Protecting the cloud requires going beyond the traditional security model. With secure access to cloud resources available from anywhere, organisations should have the confidence to deploy any application on any cloud infrastructure with ease. Leveraging the cloud to augment on-premises capacity and to enable new functionalities provides scalable, manageable and secure remote access with minimal IT overhead and no need to deploy additional devices. Using security solutions deployed in the cloud quickly provides increased remote access capacity and application security capabilities to address the following challenges many organisations are now facing:

Challenges of the remote worker

Critical applications and data deployed on-premises – many of which may have only been previously accessible by individuals inside the network – now need to be accessed remotely. Making these resources suddenly available to remote users introduces unexpected risks that may be challenging to address.

More users than ever need remote access to applications and data. As a result, remote connectivity capacity is being overwhelmed. And because addressing these requirements needs to be done rapidly, the provisioning of hardware is not feasible. As a result, access to business and productivity applications may be adversely impacted.

As users interact less in person, the use of SaaS productivity tools and email is especially critical for organisations to continue operating, particularly as they use personal devices to access. Tools for collaboration, productivity and email are employees’ primary forms of communication, resulting in more information being shared over collaboration tools and email. Because of this, it is crucial that content is secured and visibility into SaaS collaboration platforms is maintained. One way to do this is through Secure Sockets Layer (SSL) protocols which establish authenticated and encrypted key links between networked computers, files and software.

Prioritising endpoint security

As organisations turn to the cloud as their answer for remote working demands, endpoint security policies should be a major consideration. The response by too many organisations, however, has been to deploy multiple, siloed security products, the bulk of which are focused on prevention. But the truth is, 100 per cent prevention is not possible. The result is a fragmented, complicated security architecture that can actually make detection and response more difficult. What’s needed is the ability to detect a threat quickly, contain and remediate it, and share that intelligence across the entire distributed network so systems can all get back to normal as fast as possible.

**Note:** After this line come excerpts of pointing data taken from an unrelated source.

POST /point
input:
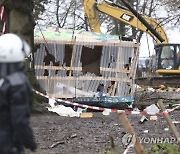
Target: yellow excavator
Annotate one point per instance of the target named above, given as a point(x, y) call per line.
point(168, 55)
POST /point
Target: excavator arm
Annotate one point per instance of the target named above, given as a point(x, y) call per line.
point(141, 22)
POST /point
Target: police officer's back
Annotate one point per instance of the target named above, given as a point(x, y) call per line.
point(15, 97)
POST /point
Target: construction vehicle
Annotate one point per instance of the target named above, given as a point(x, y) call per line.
point(168, 55)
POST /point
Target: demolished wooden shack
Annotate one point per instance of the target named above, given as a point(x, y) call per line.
point(79, 64)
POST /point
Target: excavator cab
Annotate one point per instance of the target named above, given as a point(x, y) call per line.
point(168, 59)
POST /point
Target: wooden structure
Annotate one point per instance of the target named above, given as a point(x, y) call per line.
point(79, 64)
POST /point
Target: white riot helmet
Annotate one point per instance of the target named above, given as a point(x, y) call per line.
point(13, 49)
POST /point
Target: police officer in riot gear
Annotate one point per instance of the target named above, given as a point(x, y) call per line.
point(15, 97)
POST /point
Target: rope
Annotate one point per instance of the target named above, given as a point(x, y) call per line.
point(101, 108)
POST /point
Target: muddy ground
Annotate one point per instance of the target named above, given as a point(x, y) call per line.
point(72, 135)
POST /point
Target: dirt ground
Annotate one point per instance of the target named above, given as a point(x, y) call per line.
point(72, 135)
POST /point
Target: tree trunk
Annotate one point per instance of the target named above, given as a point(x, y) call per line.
point(21, 22)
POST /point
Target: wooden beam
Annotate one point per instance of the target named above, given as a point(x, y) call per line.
point(67, 78)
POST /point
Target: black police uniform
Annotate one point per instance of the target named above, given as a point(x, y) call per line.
point(15, 107)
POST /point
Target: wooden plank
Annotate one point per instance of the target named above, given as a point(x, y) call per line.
point(88, 78)
point(109, 43)
point(139, 148)
point(80, 69)
point(58, 68)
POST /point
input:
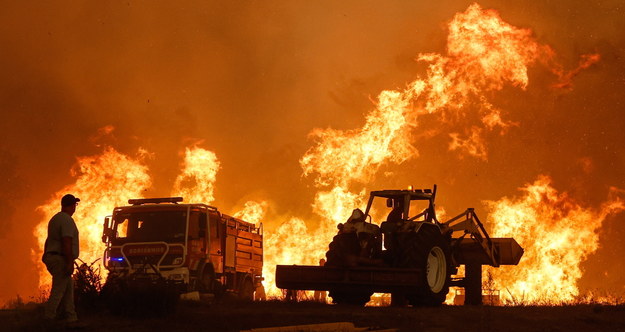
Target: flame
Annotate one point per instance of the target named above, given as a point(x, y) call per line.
point(102, 182)
point(291, 243)
point(484, 54)
point(253, 212)
point(196, 183)
point(557, 234)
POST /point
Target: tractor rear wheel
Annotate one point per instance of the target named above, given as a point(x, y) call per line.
point(429, 251)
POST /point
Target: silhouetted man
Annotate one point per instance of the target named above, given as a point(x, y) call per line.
point(60, 251)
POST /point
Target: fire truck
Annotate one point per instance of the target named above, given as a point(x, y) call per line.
point(194, 247)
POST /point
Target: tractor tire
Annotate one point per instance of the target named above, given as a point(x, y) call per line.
point(429, 251)
point(343, 250)
point(359, 298)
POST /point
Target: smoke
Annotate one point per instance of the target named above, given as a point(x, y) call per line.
point(252, 79)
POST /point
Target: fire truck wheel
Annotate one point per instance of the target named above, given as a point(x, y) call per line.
point(358, 298)
point(246, 292)
point(343, 250)
point(205, 283)
point(428, 250)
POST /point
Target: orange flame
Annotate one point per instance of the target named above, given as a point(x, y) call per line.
point(253, 212)
point(102, 182)
point(557, 234)
point(196, 183)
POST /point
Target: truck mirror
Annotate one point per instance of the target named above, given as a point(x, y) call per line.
point(106, 229)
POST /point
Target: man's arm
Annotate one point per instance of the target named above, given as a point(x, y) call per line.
point(68, 255)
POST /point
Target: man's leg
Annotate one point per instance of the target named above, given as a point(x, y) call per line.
point(54, 264)
point(68, 302)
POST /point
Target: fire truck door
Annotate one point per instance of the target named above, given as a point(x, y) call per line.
point(230, 250)
point(216, 235)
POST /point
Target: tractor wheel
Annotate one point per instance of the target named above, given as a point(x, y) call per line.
point(428, 250)
point(359, 298)
point(246, 291)
point(343, 250)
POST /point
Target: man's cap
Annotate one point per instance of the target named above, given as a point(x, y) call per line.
point(69, 200)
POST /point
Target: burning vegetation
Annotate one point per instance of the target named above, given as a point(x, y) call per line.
point(453, 100)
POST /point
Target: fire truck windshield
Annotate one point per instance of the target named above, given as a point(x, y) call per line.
point(168, 226)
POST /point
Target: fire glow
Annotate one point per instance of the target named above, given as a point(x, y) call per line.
point(484, 54)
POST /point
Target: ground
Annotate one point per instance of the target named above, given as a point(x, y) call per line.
point(242, 316)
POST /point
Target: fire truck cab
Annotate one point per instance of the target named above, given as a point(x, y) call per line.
point(193, 246)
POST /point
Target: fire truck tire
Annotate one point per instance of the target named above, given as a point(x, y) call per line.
point(428, 250)
point(246, 291)
point(343, 250)
point(206, 282)
point(359, 298)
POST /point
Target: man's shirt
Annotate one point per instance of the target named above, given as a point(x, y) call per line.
point(62, 225)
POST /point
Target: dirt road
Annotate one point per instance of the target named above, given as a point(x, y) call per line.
point(235, 317)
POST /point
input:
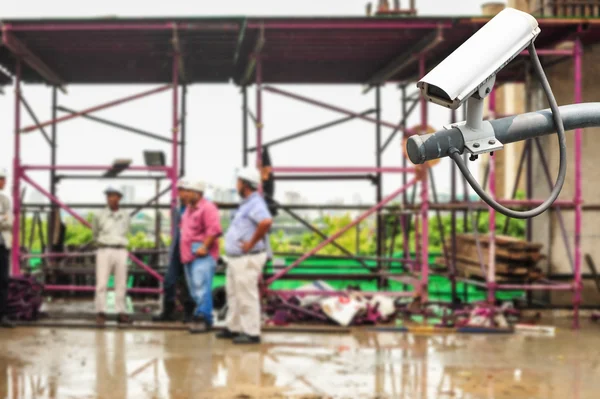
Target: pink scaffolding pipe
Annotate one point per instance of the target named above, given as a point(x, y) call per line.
point(339, 169)
point(16, 199)
point(491, 275)
point(54, 255)
point(91, 288)
point(578, 52)
point(95, 167)
point(339, 233)
point(166, 26)
point(52, 198)
point(340, 293)
point(327, 106)
point(424, 288)
point(259, 123)
point(175, 138)
point(96, 108)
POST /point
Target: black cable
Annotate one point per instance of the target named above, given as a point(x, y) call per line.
point(562, 171)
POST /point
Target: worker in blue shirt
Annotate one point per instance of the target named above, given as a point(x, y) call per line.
point(175, 272)
point(246, 247)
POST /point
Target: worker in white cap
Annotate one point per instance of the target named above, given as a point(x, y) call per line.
point(110, 228)
point(6, 221)
point(175, 270)
point(246, 247)
point(199, 247)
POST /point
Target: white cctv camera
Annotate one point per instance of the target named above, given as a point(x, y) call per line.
point(469, 73)
point(473, 66)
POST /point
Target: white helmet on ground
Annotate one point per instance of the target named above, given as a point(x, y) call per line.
point(250, 175)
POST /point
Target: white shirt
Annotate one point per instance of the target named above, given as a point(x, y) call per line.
point(111, 228)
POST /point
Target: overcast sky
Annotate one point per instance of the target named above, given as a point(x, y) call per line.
point(214, 111)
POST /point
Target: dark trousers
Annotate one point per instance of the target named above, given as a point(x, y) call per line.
point(175, 274)
point(4, 278)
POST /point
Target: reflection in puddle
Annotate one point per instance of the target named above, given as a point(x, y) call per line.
point(45, 363)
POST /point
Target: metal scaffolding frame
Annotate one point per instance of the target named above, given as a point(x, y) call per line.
point(252, 37)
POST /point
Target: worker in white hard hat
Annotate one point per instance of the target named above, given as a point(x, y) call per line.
point(110, 228)
point(246, 246)
point(199, 249)
point(175, 271)
point(6, 221)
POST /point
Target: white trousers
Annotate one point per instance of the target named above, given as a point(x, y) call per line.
point(108, 261)
point(243, 298)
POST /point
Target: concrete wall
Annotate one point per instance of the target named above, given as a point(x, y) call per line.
point(561, 80)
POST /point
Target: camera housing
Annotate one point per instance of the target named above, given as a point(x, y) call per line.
point(477, 61)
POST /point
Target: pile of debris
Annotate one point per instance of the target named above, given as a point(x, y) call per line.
point(24, 298)
point(344, 309)
point(516, 260)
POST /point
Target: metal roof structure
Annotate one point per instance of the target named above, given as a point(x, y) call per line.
point(343, 50)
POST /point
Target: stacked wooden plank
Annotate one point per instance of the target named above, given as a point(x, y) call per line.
point(515, 259)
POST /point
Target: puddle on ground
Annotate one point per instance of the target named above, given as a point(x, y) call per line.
point(60, 363)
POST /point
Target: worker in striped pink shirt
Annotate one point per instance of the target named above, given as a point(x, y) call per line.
point(200, 229)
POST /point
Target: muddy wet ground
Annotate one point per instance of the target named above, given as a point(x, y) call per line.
point(63, 363)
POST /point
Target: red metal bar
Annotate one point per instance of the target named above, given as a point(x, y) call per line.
point(90, 288)
point(96, 108)
point(578, 52)
point(259, 124)
point(351, 25)
point(341, 293)
point(337, 235)
point(491, 272)
point(326, 106)
point(95, 167)
point(16, 199)
point(52, 198)
point(147, 268)
point(56, 200)
point(174, 147)
point(340, 169)
point(72, 27)
point(424, 289)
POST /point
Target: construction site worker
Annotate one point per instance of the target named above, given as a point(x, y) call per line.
point(6, 220)
point(175, 270)
point(199, 247)
point(246, 248)
point(110, 228)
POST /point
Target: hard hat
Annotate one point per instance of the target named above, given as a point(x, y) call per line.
point(113, 190)
point(250, 174)
point(194, 185)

Endpoint security solutions not only include automated detection and response, but the ability to seamlessly integrate into a larger network security framework, meaning faster response times to threats. With a fully integrated solution, enterprises will gain further visibility and tightly coordinated, dynamic control of network, user, and host activity. They’ll be able to extend security seamlessly across their entire distributed network, from their endpoints out to the multi-cloud, their core network, and their branch and other remote-edge locations.

Leveraging the cloud enables organisations to rapidly address new security and connectivity requirements, as the way in which people work changes. A major factor is leveraging endpoint security solutions that enable these organisations to scale and augment the capacity they already have on-premises or in the cloud. This helps keep network and security teams operating in the same model while using a familiar and scalable solution to address growing interaction with customers, partners, vendors, end users and devices.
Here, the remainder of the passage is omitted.